Zakai grabbed me suddenly and walked me backward toward the low concrete wall at the edge of the roof. He tipped me backward. My heart pounded as I let out a terrified squeak, flailing my arms, grasping for him. “You liked it once,” he said, “the danger.” He brought his face close to mine once again. “But not anymore. Not anymore.” He turned me around, pushing me so I landed on my butt on the gravelly ground. Air whooshed from my lungs along with a pained cry. “That’s good, little star,” he said, moonlight and something I could not name flashing in his flinty gaze. “Go home now, Karys. Go back to your life and leave me to mine.” He turned, weaving slightly as he walked away, leaving me where I lay.
CHAPTER NINETEEN
The café where my friend Carly worked was only a few blocks from school. They served sandwiches, salads, soup, coffee, and baked goods. I’d gone there a time or two for study groups she’d invited me to, and I went there the day after I’d left my uncle’s apartment and Zakai had smashed my heart into a million pieces. Carly was there, so I applied for a job, and she put in a good word for me with the manager, an older woman with a soft round shape and a hundred braids hanging down her back. Within the hour, I had my very first job.

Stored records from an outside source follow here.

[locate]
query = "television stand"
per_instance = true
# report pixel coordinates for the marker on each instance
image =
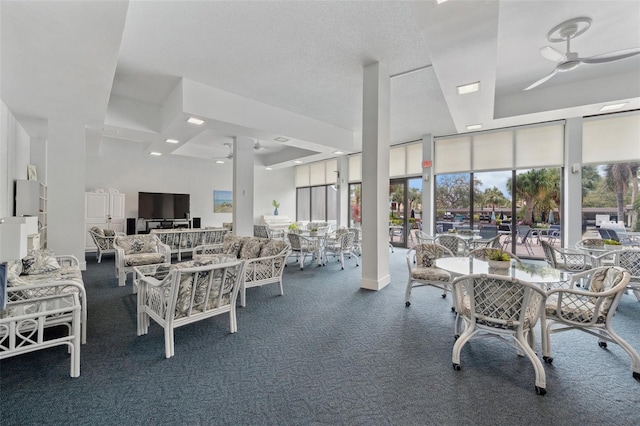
(166, 224)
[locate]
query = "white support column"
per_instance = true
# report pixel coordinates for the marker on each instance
(572, 199)
(65, 188)
(342, 183)
(428, 223)
(243, 185)
(375, 178)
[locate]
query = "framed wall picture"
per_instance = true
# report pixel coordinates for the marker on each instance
(222, 201)
(32, 174)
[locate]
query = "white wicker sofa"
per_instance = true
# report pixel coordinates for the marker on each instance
(265, 259)
(186, 240)
(187, 292)
(41, 273)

I tried to feel the joy of the accomplishment, and the victory of such a necessity now that I was completely on my own, but the cloud of despair that had wrapped itself around me refused to dissipate. I was numb. Adrift on a sea of melancholy with no land in sight.

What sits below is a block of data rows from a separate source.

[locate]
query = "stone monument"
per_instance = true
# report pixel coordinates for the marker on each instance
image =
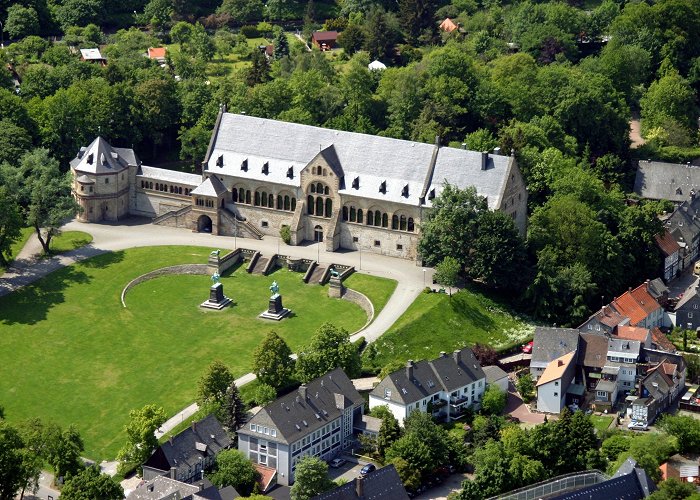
(335, 285)
(217, 300)
(275, 308)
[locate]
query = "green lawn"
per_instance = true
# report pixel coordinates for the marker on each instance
(69, 240)
(601, 422)
(70, 353)
(435, 322)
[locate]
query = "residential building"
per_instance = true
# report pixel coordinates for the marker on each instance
(640, 307)
(496, 376)
(550, 344)
(554, 382)
(382, 484)
(444, 387)
(670, 249)
(347, 190)
(688, 309)
(186, 456)
(316, 420)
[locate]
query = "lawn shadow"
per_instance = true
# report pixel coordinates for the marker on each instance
(31, 304)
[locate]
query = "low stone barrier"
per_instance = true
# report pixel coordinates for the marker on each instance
(200, 269)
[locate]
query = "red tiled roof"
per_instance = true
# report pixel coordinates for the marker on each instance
(667, 243)
(636, 304)
(632, 333)
(156, 52)
(448, 25)
(659, 338)
(267, 474)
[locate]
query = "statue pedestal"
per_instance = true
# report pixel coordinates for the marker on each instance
(275, 309)
(335, 288)
(217, 300)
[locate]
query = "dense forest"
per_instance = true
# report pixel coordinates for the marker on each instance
(556, 83)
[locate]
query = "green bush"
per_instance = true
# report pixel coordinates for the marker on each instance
(286, 234)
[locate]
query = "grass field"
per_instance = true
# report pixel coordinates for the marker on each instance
(70, 353)
(435, 322)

I stowed my suitcase in a supply closet at the restaurant, behind boxes of cleaning products, and only carried a small Ziploc bag of personal items in my backpack. After classes, I spent the days I wasn’t working in the library. I brushed my teeth in the bathroom and freshened up as best as possible, and I spent the nights huddled in doorways, my coat wrapped tightly around me, the shivering of my limbs keeping me from slumber.
I was tired at work, but grateful for the warmth, and the steady buzz of activity that kept my dismal thoughts at bay. As long as my hands were active and my body was in motion, I could quiet my mind.
After the first week at my new job, the manager, Ayana, caught me going in my suitcase before work. “Karys,” she said, standing behind me as I turned, “where exactly are you living, girl?”